Wednesday, February 17, 2021

Sam Taylor

Sam Taylor grew up in Arizona's desert and now lives among Connecticut's trees. She writes fantasy novels for teenagers, and magic is always at the heart of her stories. (What world isn't better with a bit of magic?)

For her writing, Taylor has won the Tassy Walden Award for New Voices in Children's Literature and twice received the Young Adult Romance Writers of America Rosemary Award. She's worked as a proofreader, copywriter, and instructor of university writing courses before deciding to write her own books.

Taylor's debut novel is We Are the Fire.

My Q&A with the author:

How much work does your title do to take readers into the story?

My editor, Emily Settle at Macmillan, came up with the title We Are the Fire. It’s partly inspired by some lyrics from the song “Missile” by Dorothy, which my editor said would be a great theme song for my book. And she’s right!

I loved this title the moment my editor suggested it because it had the bold, powerful, punchy vibe that I’d been searching for to draw readers into this story. In my book, the fire magic is forced onto the teen characters through alchemical transformations.
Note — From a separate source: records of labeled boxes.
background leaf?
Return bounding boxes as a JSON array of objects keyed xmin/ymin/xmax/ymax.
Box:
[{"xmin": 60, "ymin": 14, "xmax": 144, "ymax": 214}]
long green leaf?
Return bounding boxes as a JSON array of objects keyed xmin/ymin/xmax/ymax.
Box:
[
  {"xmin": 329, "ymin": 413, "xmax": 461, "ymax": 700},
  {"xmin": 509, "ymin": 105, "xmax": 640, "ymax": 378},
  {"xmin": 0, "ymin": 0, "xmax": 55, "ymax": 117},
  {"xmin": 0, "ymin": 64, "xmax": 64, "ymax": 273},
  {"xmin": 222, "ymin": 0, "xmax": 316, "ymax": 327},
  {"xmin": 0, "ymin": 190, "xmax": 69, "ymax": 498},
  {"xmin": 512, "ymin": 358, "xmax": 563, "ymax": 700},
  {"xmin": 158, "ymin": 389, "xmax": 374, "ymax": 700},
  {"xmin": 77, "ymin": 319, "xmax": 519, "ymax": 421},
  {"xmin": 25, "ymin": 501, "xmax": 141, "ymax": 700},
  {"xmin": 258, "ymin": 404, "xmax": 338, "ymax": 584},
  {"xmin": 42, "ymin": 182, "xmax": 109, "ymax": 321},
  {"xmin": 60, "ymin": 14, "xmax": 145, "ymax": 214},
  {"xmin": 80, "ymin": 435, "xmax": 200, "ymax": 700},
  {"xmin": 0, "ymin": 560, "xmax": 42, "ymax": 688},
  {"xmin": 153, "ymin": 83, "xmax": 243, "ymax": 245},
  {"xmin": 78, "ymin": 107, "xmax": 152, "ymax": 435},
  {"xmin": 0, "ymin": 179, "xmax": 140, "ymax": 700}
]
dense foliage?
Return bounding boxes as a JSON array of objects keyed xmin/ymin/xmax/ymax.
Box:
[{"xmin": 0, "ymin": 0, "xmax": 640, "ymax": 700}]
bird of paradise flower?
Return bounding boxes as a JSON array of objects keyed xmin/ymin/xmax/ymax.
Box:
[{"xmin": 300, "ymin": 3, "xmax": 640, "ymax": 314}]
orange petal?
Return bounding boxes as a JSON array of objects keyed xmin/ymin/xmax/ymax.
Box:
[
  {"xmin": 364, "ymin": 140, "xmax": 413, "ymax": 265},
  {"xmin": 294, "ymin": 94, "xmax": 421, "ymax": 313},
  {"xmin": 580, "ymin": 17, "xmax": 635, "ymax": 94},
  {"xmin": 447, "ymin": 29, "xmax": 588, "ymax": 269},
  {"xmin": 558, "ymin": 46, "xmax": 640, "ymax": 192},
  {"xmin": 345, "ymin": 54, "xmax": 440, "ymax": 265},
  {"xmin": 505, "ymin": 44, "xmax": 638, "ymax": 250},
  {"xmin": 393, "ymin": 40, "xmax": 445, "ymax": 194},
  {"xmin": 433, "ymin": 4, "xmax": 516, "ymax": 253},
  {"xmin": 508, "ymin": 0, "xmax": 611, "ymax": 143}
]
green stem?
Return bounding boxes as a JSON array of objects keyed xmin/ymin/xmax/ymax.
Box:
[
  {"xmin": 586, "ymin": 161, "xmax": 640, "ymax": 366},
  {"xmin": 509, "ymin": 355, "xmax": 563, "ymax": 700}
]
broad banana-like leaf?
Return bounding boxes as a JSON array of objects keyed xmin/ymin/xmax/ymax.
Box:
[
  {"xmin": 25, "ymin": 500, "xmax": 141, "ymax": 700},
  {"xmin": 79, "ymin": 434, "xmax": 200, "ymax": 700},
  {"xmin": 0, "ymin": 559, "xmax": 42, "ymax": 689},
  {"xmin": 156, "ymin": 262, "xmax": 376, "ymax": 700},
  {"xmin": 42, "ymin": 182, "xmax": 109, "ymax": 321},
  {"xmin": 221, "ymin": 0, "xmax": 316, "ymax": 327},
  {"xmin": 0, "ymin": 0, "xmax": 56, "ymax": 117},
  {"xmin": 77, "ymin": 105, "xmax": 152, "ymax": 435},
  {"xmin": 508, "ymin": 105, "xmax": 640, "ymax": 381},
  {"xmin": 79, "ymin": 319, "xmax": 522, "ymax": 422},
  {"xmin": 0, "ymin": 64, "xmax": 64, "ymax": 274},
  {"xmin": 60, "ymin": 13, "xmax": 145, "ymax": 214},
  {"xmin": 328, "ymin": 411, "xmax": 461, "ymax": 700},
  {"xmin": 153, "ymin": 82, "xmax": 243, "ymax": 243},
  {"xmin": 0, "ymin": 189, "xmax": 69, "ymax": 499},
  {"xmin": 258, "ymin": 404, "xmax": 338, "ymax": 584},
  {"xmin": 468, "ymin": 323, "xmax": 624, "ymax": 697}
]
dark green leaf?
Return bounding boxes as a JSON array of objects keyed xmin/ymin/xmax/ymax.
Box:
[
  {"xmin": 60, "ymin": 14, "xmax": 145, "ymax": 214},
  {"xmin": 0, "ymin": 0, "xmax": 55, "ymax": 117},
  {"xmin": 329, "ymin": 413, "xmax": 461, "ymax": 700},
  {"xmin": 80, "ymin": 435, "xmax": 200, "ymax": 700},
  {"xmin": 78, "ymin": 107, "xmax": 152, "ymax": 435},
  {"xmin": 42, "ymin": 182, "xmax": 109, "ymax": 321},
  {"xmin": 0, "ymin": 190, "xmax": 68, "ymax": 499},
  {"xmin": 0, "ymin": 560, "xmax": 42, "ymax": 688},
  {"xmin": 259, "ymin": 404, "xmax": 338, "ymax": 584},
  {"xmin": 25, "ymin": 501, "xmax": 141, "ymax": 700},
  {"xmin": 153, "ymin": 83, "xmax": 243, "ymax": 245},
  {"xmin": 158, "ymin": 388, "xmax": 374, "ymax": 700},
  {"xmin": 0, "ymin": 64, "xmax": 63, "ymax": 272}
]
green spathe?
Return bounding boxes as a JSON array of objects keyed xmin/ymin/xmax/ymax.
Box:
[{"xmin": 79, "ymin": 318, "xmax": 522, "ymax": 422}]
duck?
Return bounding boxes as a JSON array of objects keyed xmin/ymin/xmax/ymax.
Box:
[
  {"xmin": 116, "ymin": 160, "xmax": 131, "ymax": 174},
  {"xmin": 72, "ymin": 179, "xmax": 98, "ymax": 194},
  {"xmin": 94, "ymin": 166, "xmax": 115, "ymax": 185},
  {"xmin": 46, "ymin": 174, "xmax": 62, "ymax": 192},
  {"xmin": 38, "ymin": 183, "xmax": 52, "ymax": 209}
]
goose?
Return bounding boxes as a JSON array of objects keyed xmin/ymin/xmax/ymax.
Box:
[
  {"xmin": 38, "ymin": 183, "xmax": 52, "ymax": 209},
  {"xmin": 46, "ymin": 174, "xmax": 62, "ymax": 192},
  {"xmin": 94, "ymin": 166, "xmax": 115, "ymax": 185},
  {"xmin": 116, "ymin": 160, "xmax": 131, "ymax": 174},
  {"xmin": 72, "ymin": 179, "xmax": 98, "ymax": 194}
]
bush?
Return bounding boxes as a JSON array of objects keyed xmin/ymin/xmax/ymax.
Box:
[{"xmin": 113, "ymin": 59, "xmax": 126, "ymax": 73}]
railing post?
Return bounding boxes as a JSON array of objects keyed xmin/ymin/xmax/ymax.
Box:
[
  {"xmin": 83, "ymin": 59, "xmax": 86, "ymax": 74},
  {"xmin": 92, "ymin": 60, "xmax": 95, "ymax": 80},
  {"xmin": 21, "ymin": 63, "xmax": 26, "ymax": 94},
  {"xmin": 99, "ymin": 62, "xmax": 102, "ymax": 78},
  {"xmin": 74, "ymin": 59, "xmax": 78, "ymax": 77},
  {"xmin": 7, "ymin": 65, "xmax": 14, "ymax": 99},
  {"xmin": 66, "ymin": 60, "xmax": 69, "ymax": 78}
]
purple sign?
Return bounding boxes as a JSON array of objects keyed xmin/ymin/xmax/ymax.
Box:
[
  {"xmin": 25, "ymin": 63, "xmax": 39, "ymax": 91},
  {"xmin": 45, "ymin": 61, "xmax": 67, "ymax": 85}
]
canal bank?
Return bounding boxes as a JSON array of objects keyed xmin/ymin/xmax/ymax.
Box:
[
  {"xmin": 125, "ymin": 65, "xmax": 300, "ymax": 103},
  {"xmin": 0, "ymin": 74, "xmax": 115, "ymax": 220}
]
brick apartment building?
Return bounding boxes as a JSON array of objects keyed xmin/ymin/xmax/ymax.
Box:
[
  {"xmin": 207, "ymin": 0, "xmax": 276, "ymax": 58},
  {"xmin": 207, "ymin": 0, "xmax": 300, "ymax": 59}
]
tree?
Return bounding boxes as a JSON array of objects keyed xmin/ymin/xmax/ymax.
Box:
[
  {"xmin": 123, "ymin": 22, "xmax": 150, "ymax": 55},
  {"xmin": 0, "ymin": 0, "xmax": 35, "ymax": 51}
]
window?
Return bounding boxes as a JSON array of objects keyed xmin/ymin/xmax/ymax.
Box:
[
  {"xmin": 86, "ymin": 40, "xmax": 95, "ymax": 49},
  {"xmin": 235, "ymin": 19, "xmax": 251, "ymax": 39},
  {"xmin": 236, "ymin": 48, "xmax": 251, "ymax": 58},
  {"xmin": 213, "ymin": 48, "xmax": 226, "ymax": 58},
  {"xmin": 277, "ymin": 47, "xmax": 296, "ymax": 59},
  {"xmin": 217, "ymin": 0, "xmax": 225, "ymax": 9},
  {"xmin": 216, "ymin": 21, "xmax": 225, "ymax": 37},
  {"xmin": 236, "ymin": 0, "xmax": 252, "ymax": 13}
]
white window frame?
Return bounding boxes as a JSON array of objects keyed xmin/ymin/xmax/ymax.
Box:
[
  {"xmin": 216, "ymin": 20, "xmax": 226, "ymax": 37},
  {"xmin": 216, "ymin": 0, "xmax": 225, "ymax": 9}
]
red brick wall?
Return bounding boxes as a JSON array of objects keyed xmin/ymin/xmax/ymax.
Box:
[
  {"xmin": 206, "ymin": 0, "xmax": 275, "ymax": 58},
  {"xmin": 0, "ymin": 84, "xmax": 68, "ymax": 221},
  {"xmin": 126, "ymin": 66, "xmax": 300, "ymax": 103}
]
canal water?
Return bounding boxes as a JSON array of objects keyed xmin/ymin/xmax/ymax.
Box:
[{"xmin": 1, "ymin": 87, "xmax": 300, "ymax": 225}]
And some of them—particularly Oksana—greatly struggle with what they’ve become. But winning the fight for their freedom starts with reclaiming themselves and repurposing these powers they didn’t choose to have. They truly have to become the fire.

How surprised would your teenage reader self be by your new novel?

It’s certainly much darker than anything I read as a teenager and would have expected to write! Teen Sam would be quite shocked and maybe even a little overwhelmed by this book. (Teen Sam also had a lot to learn about herself and the world.) But I’d have absolutely loved my cover, and I think a part of me would have been very proud and awed to know I’d write such a bold and fierce story.

Do you find it harder to write beginnings or endings? Which do you change more?

I rewrote the beginning of We Are the Fire many more times than the ending, so I’d have to say beginnings. Though I tend to have a lot more energy and momentum while writing story beginnings, as a fantasy writer, it’s challenging to figure out how to introduce readers to the worldbuilding: what information to include in those first chapters, what to hold back for later, how to pace everything in, and how to present the characters’ feelings toward their world and their conflicts with it.

I’ve lost count how many times I rewrote that first chapter in particular; it underwent some major changes until the line edits stage with my editor. When I finally landed on the current opening—Oksana and Pran witnessing the Scarlet Embers attack and rebellion—it felt so obvious, so right, I wasn’t sure how I hadn’t figured that out before! But it’s a truth many writers come to terms with: you have to write a lot of the wrong words before you uncover the right ones.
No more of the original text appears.